The German approach obviates the need for medicines reconciliation activities, since the same list is held by patients, family doctors, community pharmacists and hospital doctors and pharmacists.
In the United States, pharmacists at The Johns Hopkins Hospital in Baltimore, Maryland, have established the role of ‘transitions pharmacist extender’ (TPE). These positions assist with the transfer of care process and the hospital has piloted a post-discharge, home-based medication management service[6]
, in which hospital pharmacists make home visits after the patient has been discharged. The main driver for these initiatives was the perceived high rates of readmissions, believed to be associated with non-adherence to therapy. Medicines reconciliation is performed in hospital for high-risk patients and intensive education about medicines is provided during their hospital stay. After discharge, patients receive a follow-up telephone call from a pharmacist.

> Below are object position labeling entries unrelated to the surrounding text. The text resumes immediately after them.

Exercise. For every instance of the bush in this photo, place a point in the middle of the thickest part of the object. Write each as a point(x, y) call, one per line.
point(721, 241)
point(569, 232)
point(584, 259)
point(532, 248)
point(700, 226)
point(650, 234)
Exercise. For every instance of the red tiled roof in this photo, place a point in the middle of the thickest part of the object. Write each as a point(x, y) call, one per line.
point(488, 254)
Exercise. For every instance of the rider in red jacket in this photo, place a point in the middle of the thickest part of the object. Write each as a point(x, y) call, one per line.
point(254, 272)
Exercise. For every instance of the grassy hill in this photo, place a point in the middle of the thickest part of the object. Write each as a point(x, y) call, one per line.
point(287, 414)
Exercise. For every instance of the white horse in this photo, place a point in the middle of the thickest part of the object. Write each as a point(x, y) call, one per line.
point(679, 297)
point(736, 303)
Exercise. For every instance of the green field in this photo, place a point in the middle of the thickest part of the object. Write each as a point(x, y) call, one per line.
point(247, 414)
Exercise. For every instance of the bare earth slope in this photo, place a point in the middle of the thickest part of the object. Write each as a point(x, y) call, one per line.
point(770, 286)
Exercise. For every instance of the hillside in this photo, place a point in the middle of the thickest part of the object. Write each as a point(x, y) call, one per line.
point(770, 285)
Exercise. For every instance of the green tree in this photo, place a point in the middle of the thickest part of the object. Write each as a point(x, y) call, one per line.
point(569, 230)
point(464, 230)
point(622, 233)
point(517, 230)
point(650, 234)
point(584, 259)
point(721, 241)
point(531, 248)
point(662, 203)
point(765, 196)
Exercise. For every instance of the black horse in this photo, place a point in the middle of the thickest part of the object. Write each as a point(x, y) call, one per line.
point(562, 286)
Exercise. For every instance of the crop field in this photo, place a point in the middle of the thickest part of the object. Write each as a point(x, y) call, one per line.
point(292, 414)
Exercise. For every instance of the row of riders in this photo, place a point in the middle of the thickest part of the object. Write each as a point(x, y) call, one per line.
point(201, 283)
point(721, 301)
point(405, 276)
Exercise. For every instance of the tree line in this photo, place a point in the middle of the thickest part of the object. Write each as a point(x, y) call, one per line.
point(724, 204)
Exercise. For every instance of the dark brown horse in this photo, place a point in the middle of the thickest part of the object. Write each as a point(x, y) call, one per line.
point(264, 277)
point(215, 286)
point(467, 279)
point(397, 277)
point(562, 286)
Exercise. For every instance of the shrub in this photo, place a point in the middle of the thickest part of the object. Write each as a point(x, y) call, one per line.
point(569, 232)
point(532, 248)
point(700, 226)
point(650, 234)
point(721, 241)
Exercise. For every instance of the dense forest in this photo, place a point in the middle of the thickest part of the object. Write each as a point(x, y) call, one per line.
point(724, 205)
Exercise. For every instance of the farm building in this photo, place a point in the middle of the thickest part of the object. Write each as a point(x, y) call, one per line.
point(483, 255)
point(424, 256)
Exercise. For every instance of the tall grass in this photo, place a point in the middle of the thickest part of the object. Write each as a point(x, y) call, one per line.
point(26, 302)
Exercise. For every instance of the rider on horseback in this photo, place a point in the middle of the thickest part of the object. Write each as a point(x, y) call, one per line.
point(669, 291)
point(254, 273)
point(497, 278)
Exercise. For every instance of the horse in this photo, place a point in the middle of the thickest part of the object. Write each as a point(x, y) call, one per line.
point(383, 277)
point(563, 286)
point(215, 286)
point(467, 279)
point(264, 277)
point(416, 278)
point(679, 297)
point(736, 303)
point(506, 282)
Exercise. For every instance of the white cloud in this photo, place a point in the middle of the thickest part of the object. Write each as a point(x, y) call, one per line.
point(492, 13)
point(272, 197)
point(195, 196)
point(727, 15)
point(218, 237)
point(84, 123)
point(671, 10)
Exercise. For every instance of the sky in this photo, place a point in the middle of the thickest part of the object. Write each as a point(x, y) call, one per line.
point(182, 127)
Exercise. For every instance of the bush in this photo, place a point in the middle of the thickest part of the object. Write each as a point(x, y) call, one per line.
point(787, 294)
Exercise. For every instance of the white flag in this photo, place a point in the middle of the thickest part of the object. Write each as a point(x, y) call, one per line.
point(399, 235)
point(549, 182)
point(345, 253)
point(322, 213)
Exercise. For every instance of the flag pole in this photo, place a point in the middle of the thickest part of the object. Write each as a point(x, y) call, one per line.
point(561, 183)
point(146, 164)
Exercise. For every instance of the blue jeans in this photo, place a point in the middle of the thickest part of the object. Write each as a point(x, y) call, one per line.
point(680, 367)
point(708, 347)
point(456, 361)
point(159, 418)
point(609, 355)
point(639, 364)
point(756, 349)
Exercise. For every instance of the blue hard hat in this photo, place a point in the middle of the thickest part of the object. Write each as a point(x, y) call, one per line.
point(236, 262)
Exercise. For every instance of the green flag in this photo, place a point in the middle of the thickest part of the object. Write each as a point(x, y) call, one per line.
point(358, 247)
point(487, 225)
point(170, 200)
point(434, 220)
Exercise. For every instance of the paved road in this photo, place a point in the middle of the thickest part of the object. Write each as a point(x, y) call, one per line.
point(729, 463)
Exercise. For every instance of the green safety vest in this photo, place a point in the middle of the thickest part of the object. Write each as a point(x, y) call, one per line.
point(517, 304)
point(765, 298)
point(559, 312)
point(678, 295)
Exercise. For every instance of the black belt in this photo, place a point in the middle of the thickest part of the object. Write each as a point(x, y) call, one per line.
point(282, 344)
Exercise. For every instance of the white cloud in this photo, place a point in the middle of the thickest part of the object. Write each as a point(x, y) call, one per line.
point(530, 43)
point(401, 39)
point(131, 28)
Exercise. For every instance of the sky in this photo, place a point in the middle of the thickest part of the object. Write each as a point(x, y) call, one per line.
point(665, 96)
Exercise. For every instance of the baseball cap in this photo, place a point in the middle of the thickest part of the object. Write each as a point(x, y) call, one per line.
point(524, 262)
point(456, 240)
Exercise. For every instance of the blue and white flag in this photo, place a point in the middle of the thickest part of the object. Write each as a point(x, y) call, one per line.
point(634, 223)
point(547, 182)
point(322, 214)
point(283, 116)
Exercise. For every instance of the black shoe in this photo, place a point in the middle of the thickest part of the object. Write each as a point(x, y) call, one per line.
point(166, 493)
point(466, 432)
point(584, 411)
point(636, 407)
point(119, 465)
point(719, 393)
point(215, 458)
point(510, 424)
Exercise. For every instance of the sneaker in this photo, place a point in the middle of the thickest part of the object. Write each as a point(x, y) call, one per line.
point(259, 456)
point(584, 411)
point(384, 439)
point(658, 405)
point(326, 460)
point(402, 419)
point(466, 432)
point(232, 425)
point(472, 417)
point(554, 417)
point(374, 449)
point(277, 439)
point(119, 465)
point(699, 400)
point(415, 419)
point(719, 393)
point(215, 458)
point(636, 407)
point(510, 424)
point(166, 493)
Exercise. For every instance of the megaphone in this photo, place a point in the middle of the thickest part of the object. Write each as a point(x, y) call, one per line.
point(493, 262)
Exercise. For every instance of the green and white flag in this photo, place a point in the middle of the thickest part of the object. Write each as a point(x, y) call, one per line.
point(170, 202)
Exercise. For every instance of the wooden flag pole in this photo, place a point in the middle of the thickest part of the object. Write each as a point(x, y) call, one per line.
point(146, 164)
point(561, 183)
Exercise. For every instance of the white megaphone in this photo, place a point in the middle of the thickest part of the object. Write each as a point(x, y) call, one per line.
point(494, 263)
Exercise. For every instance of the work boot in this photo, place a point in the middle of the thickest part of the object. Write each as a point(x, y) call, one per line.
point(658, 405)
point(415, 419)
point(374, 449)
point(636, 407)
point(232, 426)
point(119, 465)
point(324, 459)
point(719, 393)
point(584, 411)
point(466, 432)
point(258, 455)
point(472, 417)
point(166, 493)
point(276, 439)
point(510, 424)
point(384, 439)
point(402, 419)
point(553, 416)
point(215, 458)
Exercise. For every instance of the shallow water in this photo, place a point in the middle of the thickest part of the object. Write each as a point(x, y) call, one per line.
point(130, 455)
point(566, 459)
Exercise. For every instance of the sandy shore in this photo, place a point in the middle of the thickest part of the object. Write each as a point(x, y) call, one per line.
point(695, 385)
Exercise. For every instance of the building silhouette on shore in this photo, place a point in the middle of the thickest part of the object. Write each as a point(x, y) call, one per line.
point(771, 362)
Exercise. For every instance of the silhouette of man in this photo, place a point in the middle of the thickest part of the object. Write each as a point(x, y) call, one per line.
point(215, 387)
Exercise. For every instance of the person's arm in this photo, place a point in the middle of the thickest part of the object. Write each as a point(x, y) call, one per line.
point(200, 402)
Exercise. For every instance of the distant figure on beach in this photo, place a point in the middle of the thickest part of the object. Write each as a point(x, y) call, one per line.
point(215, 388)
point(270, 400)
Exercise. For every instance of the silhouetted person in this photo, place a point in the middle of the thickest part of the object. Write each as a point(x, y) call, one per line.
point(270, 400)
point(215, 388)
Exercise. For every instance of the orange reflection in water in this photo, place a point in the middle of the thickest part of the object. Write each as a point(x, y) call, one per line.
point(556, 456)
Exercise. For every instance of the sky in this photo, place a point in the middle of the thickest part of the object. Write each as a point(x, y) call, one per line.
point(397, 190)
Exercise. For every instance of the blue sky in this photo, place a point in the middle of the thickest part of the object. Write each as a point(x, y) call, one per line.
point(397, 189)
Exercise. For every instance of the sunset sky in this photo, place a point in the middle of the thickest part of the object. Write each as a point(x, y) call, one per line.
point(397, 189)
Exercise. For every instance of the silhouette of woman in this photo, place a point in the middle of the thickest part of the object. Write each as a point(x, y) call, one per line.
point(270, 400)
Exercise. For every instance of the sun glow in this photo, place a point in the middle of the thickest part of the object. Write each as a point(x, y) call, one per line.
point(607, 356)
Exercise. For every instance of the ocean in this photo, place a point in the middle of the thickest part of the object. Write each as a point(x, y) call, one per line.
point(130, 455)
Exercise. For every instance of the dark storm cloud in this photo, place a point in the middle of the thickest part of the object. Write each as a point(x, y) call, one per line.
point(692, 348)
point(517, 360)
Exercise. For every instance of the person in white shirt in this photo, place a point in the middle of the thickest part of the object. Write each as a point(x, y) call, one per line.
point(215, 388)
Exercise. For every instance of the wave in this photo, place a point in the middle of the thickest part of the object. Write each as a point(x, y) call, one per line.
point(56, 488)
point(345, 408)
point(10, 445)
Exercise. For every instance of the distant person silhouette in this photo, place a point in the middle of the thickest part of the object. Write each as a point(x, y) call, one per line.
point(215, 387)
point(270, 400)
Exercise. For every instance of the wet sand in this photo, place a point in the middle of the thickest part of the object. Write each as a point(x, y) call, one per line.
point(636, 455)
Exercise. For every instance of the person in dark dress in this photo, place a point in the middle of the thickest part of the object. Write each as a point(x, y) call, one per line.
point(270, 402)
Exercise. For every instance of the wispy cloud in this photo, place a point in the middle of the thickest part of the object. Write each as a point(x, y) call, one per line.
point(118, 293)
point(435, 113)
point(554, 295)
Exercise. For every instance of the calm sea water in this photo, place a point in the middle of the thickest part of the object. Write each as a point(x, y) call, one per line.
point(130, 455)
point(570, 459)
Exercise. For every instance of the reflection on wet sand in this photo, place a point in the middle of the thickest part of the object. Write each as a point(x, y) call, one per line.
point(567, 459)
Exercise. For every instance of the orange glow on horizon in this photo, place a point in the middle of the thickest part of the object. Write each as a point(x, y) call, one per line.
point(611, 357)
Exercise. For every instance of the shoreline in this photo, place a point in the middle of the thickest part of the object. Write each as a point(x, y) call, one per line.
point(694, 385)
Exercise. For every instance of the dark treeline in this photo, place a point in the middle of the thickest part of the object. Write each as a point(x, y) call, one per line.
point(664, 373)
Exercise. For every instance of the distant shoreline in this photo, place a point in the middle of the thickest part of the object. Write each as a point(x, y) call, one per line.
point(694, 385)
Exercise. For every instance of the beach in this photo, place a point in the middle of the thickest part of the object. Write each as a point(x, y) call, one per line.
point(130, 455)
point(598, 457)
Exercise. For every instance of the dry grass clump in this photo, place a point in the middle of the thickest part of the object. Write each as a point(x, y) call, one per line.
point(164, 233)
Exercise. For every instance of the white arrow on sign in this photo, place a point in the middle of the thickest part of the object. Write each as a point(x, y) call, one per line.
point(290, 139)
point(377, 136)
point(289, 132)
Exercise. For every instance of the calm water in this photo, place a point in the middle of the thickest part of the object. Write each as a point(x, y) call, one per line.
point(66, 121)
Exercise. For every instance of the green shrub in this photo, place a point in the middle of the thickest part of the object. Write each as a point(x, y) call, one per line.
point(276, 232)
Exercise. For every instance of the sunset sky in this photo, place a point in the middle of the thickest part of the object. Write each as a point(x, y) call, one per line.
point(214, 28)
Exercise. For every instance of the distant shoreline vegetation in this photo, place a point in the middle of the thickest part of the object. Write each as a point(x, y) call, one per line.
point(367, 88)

Medication therapy management services are available in the United States and are reimbursable in some circumstances. These are broadly analogous to MUR services in England and Wales and the chronic medication service in Scotland but are usually provided through insurance companies or managed care organisations rather than community pharmacies.
References
[1] Scullin C, Scott MG, Hogg A et al. An innovative approach to integrated medicines management. J Eval Clin Pract 2007;13:781–788. doi: 10.1111/j.1365-2753.2006.00753.x
[2] Institute for Healthcare Improvement. Medication reconciliation to prevent adverse drug events. 2007. Available from: http://www.ihi.org/topics/adesmedicationreconciliation/Pages/default.aspx (accessed July 2016)
[3] Royal Pharmaceutical Society. Hospital referral to community pharmacy: an innovators’ toolkit to support the NHS in England. December 2014. Produced by the RPS Innovators’ Forum.
[4] Hodson K. Evaluation of the discharge medicines review service. March 2014. Available at: http://www.cpwales.org.uk/Contractors-Area/Pharmacy-Contact—Services/DMR/DMR-Evaluation-REport–Appendices–Final.aspx (member only access)
[5] Ulmer I, Mildner C & Krämer I. Vernetzte Arzneimitteltherapiesicherheit (AMTS) mit dem elektronischen Medikationsplan in Rheinland-Pfalz. (Networked medication safety with the electronic medical record in the Rhineland Palatinate). Poster presented at ADKA congress, June 2016. Available at: http://www.adka.de/solva_docs/ADKAPosterAachen2016_46.pdf (accessed July 2016)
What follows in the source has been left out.